Sunspots are areas on the photosphere of the Sun that are cooler than the surrounding area and so appear darker.

Typically they travel around the Sun's disc in groups roughly 1/3 of the surface from 40º north to 40º south of the Equator.

They consist of a central region called an umbra and a surrounding area called a penumbra. Note that these terms are similar to those used in the eclipse section but mean different things.

Temperatures of the umbra are typicaly 4,000k. The penumbra is usually around 5,600k.

Sunspots are caused by local changes in the Sun's magnetic field. When this field is stronger in one region, the convention abilities (the way heat rises) are diminished and so the hotter gases from below do not affect that region temporarily.Their duration may vary from several hours to months.

Typically they vary from a few thousand miles to 50,000km. Exceptionally large sunspots have been observed around 200,000km.

Solar Flares emanate from sunspots producing more solar particles.

The rotation of the Sun can be observed because of the movement of sunspots across its disc.

Sunspots are good evidence of a solar cycle which the Sun goes through every 11 years.

The more sunspots occur, the more heat the Sun produces and vice versa. More sunspots mean the Sun is active, less mean the Sun is quiet.

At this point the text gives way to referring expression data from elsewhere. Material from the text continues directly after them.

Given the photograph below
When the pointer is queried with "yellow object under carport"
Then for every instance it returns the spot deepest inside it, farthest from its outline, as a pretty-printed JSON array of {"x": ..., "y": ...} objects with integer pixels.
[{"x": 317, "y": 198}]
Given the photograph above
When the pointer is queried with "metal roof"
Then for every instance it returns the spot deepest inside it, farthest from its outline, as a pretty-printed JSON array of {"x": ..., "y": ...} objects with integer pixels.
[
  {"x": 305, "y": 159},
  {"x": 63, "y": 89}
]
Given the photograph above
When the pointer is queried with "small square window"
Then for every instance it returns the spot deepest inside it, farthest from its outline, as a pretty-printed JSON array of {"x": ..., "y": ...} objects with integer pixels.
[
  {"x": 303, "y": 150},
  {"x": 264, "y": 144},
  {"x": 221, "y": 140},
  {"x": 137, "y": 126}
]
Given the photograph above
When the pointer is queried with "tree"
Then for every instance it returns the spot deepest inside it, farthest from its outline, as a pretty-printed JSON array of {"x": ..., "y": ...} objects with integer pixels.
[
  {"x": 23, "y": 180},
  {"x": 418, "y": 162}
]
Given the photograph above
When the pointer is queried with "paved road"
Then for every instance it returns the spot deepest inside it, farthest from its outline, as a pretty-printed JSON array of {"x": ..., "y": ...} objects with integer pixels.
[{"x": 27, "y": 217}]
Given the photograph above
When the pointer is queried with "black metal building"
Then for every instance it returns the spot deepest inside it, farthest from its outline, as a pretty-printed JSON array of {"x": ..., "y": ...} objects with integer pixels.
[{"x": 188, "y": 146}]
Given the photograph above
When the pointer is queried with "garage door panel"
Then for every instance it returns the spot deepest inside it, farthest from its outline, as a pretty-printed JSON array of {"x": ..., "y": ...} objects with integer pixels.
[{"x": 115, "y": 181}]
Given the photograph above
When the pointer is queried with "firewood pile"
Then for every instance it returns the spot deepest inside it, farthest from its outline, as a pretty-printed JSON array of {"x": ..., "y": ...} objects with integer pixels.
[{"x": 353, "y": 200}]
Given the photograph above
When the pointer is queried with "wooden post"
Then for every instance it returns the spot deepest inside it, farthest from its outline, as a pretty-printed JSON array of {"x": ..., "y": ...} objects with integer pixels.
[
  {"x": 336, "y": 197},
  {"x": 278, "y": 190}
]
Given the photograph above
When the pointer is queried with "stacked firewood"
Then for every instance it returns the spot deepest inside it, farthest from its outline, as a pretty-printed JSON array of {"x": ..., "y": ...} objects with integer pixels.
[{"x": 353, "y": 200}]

  • Darker part of sunspot = Umbra
  • Lighter part of sunspot = Penumbra
  • Sunspot cycle = 11 years
  • Why does a sunspot look darker than the rest of the Sun?
  • Describe the long term drift of sunspots.
  • Describe the sunspot Cycle.
Did you know?

A period of very low sunspot activity in the 17th century called the Maunder Minimum coincides with a cold period in northern Europe.